However, the global recession is creating economic pressures that will continue to generate labor strikes, civil unrest and various forms of political extremism around the globe, the firm suggests.

In addition, iJET expects the emergence of risks unique to 2010. Hotly contested elections in Iraq, as well as several in Central and South America, Asia and elsewhere will likely instigate increased instability in those regions. In addition, the recent attempted terrorist attack on a Detroit-bound flight has refocused attention on Yemen and how longstanding instability in the Middle East can lead to wider disruptions in the region and beyond.

Two major sporting events — the Winter Olympics in Vancouver, Canada, and the World Cup in South Africa — will be the focus of major security efforts in 2010. In anticipation of these events, respective host nations are making significant investments in infrastructure and are implementing extensive security measures at key transportation hubs and tourist locations.

Other, unforeseeable events, including natural disasters and terrorist incidents, will continue to remain a threat to business operations. Additionally, according to iJET's CEO, Steve Hoffman, "The economic climate of the past few years has increased organizations' appetites for risk as businesses pursue new opportunities in places they wouldn't have considered entering before the economic crisis hit."

Hoffman noted that managing risks and preparing for the inevitable disruptions that will come from operating in unstable areas is a reality for global organizations today. "The only way to continue to grow and thrive in an increasingly risky business climate is to take actionable steps to mitigate risk," he said.

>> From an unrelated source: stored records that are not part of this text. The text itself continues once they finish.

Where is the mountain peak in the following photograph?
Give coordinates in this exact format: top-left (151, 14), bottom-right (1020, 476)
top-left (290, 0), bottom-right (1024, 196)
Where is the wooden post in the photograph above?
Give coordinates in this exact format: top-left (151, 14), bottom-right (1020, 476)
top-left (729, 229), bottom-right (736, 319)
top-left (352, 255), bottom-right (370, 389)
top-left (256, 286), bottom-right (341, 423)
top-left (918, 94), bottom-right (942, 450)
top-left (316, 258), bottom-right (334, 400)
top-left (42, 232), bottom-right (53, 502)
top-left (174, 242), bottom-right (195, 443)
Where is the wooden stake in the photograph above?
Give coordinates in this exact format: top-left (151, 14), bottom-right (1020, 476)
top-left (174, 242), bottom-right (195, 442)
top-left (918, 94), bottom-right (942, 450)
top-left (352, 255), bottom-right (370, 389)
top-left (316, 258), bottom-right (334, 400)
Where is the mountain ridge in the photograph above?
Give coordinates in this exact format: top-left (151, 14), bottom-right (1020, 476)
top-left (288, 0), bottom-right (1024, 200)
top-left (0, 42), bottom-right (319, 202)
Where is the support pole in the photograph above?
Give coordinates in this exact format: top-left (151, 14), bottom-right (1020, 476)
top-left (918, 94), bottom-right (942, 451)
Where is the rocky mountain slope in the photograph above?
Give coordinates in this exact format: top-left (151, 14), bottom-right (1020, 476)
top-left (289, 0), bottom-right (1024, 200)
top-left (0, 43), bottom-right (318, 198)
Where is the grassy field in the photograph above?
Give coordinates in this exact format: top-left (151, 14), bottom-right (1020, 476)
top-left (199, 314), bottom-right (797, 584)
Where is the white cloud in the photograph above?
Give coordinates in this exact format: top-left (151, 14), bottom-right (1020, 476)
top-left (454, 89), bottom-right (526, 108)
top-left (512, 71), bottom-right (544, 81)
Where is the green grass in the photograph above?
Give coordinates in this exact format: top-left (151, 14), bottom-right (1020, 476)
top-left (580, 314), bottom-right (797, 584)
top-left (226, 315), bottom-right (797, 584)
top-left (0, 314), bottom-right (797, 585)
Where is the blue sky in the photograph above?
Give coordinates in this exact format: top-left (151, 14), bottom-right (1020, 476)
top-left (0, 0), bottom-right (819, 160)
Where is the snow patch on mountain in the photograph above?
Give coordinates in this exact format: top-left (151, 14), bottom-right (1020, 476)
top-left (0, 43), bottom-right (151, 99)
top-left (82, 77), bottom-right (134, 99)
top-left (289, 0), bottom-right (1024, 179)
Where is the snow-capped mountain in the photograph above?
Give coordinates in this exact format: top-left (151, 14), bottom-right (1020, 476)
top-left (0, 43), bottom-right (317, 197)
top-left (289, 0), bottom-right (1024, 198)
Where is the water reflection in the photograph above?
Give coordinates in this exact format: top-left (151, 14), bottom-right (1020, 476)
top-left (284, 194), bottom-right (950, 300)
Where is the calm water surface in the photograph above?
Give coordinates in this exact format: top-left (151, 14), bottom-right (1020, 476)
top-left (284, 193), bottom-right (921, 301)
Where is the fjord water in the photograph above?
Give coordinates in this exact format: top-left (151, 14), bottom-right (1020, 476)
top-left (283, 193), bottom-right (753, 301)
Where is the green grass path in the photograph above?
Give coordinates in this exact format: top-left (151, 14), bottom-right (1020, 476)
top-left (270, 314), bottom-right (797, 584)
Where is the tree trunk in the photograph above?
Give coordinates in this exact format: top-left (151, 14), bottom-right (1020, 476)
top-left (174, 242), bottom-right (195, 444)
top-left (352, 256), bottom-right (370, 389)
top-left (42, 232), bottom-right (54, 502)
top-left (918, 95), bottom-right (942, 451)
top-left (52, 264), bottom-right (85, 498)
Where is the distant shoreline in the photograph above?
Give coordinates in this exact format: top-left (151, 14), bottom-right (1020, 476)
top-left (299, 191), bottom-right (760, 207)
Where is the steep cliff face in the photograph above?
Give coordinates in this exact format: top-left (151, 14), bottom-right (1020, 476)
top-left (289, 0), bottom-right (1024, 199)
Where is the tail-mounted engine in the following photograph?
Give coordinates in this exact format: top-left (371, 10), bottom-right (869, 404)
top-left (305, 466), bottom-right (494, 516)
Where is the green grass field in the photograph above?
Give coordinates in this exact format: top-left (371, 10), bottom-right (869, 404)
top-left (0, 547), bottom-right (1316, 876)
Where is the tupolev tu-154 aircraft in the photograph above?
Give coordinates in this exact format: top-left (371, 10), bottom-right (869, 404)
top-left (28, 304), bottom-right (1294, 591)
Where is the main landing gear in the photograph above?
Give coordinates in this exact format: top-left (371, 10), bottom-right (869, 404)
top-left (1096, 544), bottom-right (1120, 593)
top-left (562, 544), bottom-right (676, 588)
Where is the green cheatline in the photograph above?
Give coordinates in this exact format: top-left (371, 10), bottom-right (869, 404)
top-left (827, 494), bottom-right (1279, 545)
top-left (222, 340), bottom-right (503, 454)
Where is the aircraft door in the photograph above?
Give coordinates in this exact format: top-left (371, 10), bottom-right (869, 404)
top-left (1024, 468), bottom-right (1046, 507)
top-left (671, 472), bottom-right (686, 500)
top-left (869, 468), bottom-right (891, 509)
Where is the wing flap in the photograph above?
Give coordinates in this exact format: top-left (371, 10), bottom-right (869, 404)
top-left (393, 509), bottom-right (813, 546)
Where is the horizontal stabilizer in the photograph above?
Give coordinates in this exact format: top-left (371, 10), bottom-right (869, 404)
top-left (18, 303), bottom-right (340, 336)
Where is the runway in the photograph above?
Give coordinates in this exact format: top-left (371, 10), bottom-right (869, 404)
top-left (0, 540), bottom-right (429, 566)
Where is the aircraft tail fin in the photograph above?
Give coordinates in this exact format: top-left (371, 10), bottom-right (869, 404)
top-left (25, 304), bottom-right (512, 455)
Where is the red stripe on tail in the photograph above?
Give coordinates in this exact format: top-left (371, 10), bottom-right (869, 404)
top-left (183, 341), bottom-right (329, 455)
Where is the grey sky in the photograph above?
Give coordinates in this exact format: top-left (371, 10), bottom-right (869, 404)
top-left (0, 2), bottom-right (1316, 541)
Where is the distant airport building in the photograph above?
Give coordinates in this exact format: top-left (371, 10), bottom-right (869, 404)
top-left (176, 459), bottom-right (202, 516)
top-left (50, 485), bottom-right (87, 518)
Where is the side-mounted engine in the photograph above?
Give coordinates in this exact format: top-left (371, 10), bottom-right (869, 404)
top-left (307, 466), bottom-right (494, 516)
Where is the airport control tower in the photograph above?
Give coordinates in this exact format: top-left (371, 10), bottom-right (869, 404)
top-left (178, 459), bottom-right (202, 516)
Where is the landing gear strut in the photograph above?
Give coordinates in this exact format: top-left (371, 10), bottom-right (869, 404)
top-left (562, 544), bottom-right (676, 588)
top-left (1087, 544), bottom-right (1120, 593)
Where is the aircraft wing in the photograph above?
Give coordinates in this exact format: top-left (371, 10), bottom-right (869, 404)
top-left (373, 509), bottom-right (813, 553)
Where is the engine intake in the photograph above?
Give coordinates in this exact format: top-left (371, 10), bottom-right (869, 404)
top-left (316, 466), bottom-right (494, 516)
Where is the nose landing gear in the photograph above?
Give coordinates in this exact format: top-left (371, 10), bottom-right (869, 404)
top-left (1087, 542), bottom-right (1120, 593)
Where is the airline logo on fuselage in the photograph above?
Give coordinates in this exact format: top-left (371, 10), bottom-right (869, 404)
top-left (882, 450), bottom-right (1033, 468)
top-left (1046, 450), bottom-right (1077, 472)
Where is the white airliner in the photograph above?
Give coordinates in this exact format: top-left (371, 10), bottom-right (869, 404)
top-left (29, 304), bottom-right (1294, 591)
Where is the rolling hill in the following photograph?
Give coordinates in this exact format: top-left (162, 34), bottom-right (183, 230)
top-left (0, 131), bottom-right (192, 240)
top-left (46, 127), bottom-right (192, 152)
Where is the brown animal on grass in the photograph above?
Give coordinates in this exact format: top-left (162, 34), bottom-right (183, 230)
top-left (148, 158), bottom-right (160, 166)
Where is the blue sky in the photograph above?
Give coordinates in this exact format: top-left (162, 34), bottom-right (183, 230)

In light of the ongoing and increased risks to travelers, facilities and other business interests, iJET is recommending that organizations consider the following actions:

  • Take proactive measures. Realize that disruptions will continue and are likely to increase in many areas of operation in 2010. Conduct security and threat assessments for areas identified for travel, operations or expansion where threats are forecast to increase.
  • Monitor ongoing trends. Ensure your organization is equipped with the intelligence and technology required to track conditions as they change and develop in locations where you operate. Use a source that incorporates predictive intelligence, which can help identify shifting patterns and areas of potential disruption before events happen.
  • Track threats to key assets. Identify key operational sites, suppliers and areas of business engagements — current or planned — and continually monitor threats in those regions. Use emerging technology to relate disruptions and threats as they develop, ensure document control and enable smooth crisis response with immediate access to critical information.
  • Centralize access to data, emergency communications, emergency plans and key documents. Ensure all levels of the organization have appropriate access to reliable, accurate and actionable threat intelligence, information on travelers and expatriates, facility plans and documentation and other critical information. Provide 24x7 emergency response for employees and ensure actionable response plans are in place and enacted.
  • Build a resilient approach to evacuation and response. Resilient organizations have a well-developed, measured response to disasters, disruptions and threats. Build relationships with providers that take a comprehensive, balanced approach to disruptions, security threats and health crisis, backed by relevant intelligence and rational decision making that is not financially tied to the outcome.